Edmund Wilson, when he created his meticulous Freudian exorcism of the story’s ghosts, built his theory in part on a complete reading of Henry James, pulling in evidence from across his writing. Any text became fair game to explain this text. Why he needed all that for a Freudian reading of, for example, the first time the governess sees the ghosts, atop the house’s towers, I don’t know. Thoroughness.
I admired them [the towers], had fancies about them, for we could all profit in a degree, especially when they loomed through the dusk, by the grandeur of their actual battlements… (Ch. 3)
Or when the governess thinks that she and the ten-year-old boy are like
some young couple who, on their wedding-journey, at the inn, feel shy in the presence of the waiter. (Ch. 32)
I reach for just one other story, a recent one, “The Figure in the Carpet” (1896), which is directly about searching through literary texts in search of solutions to imaginary puzzles, or even to real puzzles to which the author has deliberately omitted necessary clues. Other stories from the same period – “The Way It Came” (1896) and “The Real Right Thing” (1899), for example – pursue the theme.

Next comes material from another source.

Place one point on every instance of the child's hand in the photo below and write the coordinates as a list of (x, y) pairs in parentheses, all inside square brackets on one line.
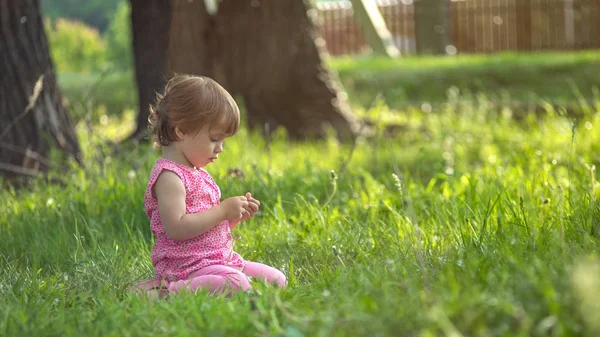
[(234, 207), (252, 207)]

James appears to be working through not just an aesthetic but a metaphysics of ambiguity, writing stories where the density of signifiers is so thick that real and false clues are indistinguishable. Readers hack their way through the thicket with the strongest tool they have, their freedom to ignore any detail that gets in the way of moving forward. Ignoring the frame, or the odder features of the governess’s prose, or the amusing abruptness of the story’s ending, the ending that seems designed to baffle all theories.
As I work on a Jamesian puzzle, is my sensibility deepening, or declining? Again, though, it is not that the figure in the carpet is not there – it is in an important sense there if I see it – but rather that it is so hard to get anyone else to see it.
We lived in a cloud of music and love and success and private theatricals. (Ch. 9)
I am not sure why the Turn of the Screw has become the single most famous and most cited James story, but I suppose it is partly because it can be made to do whatever is needed.
The subsequent history of The Turn of the Screw is a good case study for reader-response theory, isn't it? So many strongly opposed ideas, a number of which seem to go well beyond the text itself.